Die BÄK habe im Vorfeld bereits eigene Modelle entwickelt wie das Rezept für Bewegung, mit dem gute Erfahrungen gemacht worden seien. „50 Prozent der Patienten, die ein solches Rezept erhalten haben, haben sich ein Jahr danach immer noch regelmäßig bewegt“, sagte Kunstmann. Es sei gut, dass der Gesetzgeber solche ärztlichen Empfehlungen in das Präventionsgesetz aufnehmen wolle. „Wir plädieren aber dafür, ein ärztliches Präventionsmanagement einzuführen, bei dem Ärzte im Einzelfall entscheiden können, welche Präventionsangebote für ihre Patienten überhaupt geeignet sind“, so der BÄK-Dezernent.

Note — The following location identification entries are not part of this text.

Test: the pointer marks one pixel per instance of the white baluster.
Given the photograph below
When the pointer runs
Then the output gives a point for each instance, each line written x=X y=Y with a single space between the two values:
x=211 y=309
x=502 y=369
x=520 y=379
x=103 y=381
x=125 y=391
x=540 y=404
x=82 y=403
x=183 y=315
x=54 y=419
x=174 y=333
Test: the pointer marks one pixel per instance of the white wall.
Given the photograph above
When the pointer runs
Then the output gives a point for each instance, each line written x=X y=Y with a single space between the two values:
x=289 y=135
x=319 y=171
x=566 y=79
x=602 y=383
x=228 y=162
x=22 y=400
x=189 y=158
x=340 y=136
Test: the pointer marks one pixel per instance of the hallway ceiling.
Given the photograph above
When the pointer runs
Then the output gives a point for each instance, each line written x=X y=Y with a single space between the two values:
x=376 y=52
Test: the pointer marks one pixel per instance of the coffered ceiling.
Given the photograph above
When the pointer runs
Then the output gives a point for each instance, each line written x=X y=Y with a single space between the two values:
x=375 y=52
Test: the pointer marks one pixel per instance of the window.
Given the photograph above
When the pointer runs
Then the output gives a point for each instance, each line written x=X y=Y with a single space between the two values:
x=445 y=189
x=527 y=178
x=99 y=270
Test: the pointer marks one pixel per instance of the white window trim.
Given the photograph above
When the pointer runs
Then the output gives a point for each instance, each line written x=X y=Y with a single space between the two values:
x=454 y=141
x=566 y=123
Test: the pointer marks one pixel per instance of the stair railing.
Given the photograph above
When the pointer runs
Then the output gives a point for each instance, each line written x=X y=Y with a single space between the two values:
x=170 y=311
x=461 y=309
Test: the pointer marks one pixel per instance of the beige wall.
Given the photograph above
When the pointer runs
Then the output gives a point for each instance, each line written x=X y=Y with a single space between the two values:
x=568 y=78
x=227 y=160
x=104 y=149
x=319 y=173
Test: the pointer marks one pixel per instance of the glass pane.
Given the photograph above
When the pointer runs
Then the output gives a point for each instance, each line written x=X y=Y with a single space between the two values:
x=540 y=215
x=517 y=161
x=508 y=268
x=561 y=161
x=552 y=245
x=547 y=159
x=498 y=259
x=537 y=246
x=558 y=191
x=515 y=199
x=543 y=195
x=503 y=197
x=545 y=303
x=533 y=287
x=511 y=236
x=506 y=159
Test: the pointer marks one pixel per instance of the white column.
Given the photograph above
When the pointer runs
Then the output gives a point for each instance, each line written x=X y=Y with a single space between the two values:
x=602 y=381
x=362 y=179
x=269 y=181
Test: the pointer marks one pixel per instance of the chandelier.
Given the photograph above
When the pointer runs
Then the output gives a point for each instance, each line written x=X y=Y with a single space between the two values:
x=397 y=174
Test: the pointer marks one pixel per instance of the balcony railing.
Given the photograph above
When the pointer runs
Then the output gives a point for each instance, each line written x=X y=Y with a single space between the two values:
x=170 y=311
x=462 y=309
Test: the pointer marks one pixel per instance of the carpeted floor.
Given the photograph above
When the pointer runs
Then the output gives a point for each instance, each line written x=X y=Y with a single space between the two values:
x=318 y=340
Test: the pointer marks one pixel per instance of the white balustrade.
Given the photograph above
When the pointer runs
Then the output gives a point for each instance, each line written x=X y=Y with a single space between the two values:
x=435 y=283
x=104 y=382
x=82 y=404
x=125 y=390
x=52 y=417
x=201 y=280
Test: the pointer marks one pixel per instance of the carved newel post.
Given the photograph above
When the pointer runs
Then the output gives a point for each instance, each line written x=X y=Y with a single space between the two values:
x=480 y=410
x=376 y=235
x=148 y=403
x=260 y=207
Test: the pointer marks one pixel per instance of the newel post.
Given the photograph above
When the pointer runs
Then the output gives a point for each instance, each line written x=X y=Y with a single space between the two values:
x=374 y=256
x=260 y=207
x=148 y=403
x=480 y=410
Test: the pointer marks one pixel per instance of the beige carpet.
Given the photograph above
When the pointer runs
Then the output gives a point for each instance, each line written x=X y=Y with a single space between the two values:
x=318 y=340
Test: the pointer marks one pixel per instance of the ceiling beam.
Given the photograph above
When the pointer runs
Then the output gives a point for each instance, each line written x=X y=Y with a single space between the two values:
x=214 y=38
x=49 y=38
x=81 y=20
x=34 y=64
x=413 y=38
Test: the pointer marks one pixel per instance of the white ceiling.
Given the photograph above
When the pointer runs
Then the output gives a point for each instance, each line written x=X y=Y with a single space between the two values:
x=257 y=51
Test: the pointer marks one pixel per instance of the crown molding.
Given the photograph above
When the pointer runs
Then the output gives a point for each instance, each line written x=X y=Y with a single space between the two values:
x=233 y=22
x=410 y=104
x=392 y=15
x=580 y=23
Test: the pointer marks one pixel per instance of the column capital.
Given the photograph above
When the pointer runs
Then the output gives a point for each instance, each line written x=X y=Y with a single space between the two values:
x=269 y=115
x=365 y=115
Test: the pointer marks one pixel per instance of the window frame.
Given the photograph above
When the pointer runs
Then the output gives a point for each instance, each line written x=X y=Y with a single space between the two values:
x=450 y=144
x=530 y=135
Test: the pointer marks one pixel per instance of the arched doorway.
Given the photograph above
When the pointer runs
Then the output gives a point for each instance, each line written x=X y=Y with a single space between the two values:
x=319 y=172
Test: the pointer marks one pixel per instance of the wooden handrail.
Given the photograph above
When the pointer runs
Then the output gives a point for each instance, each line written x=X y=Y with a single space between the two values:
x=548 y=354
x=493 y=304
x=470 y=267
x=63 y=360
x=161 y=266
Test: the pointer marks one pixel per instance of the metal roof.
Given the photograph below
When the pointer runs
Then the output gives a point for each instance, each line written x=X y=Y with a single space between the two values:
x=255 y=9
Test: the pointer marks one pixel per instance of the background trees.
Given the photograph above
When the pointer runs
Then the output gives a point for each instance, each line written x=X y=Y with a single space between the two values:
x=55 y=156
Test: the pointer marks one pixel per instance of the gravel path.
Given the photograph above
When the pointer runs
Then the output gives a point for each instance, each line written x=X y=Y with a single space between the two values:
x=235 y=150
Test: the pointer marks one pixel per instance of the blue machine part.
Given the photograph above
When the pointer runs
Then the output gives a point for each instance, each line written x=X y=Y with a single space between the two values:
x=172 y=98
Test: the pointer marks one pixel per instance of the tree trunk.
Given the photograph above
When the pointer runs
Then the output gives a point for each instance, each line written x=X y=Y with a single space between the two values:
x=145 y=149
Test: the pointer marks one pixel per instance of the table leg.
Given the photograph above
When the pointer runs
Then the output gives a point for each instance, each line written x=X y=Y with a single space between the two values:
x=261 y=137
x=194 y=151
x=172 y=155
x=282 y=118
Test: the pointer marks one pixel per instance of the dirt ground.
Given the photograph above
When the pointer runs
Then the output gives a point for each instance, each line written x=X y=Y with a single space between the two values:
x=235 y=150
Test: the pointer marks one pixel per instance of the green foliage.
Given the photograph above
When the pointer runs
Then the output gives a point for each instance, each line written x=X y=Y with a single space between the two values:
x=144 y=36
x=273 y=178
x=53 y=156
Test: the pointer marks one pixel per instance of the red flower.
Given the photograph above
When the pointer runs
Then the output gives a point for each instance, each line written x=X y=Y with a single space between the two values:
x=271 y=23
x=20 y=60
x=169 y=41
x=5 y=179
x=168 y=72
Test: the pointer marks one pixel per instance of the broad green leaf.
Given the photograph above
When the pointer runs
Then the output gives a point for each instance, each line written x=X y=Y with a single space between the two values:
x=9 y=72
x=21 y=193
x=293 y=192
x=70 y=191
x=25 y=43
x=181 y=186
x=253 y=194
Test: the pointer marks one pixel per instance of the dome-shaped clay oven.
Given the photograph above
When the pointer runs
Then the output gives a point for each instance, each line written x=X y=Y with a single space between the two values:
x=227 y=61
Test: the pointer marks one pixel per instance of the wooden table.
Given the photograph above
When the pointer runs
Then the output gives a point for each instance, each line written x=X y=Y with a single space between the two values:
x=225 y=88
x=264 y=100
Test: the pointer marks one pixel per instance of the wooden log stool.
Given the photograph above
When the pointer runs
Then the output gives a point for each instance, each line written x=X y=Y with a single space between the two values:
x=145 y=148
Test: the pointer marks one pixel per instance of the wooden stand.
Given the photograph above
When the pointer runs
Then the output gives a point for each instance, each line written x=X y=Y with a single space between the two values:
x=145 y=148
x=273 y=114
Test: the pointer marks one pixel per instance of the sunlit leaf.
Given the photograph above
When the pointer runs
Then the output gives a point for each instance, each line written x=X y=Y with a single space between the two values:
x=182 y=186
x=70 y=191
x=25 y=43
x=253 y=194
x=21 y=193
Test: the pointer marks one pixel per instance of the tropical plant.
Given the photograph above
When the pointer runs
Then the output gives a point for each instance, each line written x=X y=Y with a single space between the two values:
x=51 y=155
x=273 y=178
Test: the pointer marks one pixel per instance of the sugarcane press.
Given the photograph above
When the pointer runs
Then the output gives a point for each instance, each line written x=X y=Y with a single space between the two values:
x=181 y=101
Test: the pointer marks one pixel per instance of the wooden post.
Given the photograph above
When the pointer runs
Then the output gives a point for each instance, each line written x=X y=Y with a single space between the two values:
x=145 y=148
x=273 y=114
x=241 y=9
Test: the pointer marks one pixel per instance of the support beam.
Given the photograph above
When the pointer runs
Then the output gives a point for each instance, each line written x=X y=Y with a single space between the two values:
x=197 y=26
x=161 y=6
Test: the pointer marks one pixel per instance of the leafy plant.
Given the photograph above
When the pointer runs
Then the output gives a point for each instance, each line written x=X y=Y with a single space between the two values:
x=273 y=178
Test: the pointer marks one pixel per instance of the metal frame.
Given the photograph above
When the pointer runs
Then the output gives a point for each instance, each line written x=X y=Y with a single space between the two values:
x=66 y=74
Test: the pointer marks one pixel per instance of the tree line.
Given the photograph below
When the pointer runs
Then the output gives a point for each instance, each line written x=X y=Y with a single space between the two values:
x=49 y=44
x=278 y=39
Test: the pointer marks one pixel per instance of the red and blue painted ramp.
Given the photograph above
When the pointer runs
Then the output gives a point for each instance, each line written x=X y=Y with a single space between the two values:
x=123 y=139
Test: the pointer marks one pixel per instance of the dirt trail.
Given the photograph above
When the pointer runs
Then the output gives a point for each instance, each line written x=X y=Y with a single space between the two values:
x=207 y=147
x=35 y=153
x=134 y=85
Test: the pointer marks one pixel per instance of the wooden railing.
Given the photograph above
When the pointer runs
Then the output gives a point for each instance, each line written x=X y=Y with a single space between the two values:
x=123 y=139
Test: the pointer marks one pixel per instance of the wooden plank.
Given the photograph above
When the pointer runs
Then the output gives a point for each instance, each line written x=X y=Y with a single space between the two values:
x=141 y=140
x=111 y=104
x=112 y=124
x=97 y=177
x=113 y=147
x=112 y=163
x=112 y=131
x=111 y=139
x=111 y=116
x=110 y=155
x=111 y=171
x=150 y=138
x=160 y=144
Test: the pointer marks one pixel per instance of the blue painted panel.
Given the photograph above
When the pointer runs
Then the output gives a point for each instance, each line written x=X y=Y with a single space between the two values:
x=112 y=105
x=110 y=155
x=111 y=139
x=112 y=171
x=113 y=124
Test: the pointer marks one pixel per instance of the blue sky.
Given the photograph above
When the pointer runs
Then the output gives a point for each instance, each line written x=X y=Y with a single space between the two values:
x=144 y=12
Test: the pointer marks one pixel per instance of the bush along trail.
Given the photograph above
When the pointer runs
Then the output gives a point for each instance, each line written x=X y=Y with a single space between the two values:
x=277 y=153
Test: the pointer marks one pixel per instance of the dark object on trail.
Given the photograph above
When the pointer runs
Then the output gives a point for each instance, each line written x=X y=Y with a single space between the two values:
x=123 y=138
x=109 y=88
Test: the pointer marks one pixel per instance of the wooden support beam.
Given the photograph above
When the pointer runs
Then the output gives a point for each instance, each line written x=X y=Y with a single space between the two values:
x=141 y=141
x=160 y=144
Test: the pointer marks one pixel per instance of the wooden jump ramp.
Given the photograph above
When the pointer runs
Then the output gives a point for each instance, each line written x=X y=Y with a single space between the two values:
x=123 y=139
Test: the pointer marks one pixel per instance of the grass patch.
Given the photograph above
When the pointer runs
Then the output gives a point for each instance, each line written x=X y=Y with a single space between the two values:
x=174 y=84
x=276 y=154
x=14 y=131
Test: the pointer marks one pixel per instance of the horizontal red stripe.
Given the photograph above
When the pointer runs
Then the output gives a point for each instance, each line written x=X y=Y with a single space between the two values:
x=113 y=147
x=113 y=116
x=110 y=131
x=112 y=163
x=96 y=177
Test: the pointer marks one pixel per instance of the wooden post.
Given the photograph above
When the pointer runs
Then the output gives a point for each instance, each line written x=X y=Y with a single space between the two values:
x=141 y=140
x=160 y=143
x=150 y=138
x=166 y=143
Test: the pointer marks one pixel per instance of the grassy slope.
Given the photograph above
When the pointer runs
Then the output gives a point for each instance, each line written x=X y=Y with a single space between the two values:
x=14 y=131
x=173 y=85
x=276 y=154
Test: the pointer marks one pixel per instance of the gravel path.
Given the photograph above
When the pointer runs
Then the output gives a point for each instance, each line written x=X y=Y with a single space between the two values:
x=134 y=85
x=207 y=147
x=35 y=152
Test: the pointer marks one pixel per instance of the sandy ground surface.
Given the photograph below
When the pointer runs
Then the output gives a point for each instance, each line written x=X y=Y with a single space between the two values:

Die BÄK befürworte zudem, die Präventionsmaßnahmen der Krankenkassen künftig zu zertifizieren. „Die Zertifizierung sollte jedoch nicht durch die Krankenkassen selbst erfolgen“, forderte Kunstmann. „Wir brauchen eine Trennung von Anbieter und Zertifizierer.“
GKV-Spitzenverband: Auch PKV soll zahlen
Gernot Kiefer, Vorstand des GKV-Spitzenverbandes, kritisierte, dass der Gesetzentwurf bislang nur eine sehr enge Fokussierung auf die gesetzliche Krankenversicherung vornehme. „Die private Krankenversicherung profitiert von den Leistungen, den Angeboten und den geschaffenen Strukturen, beteiligt sich aber nicht an der Finanzierung“, kritisierte er. Das müsse geändert werden.
Der Vorstandsvorsitzende des AOK-Bundesverbandes, Jürgen Graalmann, kritisierte, dass künftig die Bundeszentrale für gesundheitliche Aufgabe (BZgA), eine Oberste Bundesbehörde, aus Mitteln der Krankenkassen finanziert werden solle: „Wir glauben, dass diese Regelung ein klarer Verstoß gegen das Verfassungsrecht ist“, sagte er. Die BZgA müsse aus Steuermitteln finanziert werden.